We took a day-break from our short Kyoto romping last weekend to visit Nara, Japan's first capital established in 710BC.  It was during this time that the most important influences from China, namely Buddhism and kanji characters, made their impact upon Japan, something that is definitely still visible today.
Kofuku-ji Temple-710BC

One of the prettiest areas of Nara is Nara-koen park, a tranquil setting home to over 1,000 old stone lanterns.  In addition, some of the ancient capital's most important sites call the Nara-koen home.
(Lanterns slightly modified from their historical context)

1,000 lanterns pale, however, in comparison to the 2,000+ deer who roam freely and unintimidated throughout the park.  In pre-Buddhist times, the deer were considered messengers of the gods and today enjoy status as Japanese National Treasures.

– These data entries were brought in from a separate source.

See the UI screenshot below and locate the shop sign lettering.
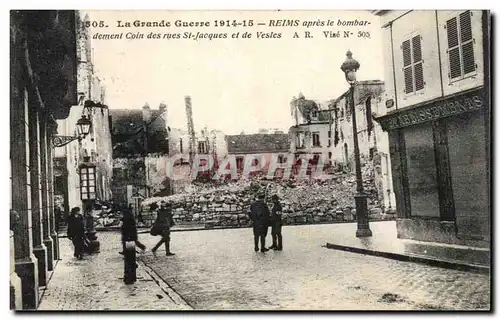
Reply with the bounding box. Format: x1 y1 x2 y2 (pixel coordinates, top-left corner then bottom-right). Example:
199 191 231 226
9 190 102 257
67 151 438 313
377 92 484 130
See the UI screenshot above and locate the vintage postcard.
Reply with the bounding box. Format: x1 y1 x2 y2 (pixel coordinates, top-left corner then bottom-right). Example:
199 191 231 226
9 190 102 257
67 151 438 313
9 9 491 311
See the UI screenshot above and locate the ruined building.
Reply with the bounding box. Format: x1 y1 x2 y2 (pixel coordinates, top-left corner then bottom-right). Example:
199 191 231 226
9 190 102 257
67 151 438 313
109 103 170 208
329 80 396 212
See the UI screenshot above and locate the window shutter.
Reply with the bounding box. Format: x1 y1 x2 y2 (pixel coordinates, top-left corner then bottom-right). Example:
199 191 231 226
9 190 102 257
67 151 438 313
404 67 414 94
447 17 461 79
459 11 472 42
446 17 459 48
412 35 424 91
449 47 461 79
414 63 424 91
402 40 413 93
460 11 475 74
412 36 422 63
402 40 412 67
462 42 475 74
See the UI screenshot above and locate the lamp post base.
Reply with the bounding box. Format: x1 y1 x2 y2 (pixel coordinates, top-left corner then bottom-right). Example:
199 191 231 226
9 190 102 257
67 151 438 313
356 228 373 237
86 232 100 253
84 205 100 253
354 193 372 238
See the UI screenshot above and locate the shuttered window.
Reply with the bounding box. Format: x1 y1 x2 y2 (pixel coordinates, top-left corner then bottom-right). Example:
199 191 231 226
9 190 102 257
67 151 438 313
402 34 424 94
446 11 475 80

These lovely treasured, heavenly messengers especially love to descend on children and "smaller" tourists who have the misfortune of carrying food (or train passes).  There are deer biscuits for sale in the park if you prefer, instead, to pay for your divine molestation.  
Not to be outdone by the old stone lanterns, the Kasuga Taisha shrine has 2,000 bronze lanterns gracing the premises.  I was a little disappointed we hadn't arrived in time for the Lantern Festival...I'm sure it's an amazing sight!
One of the coolest sites from our trip was the Todai-ji Temple with the massive Daibutsu-den Hall, which indecently is the largest wooden building in the world!  It was originally built in the 8th century, went through a few of the typical fires, and was reconstructed in the 1700s at only 2/3 of its original size!!!

Inside is a colossal seated Buddha, with fingers the size of a human!  Super impressive!
So, Nara wasn't all shrines and deer, but it was a nice little day trip adding to our Japanese image fantasies (which apparently includes Sega World as well)!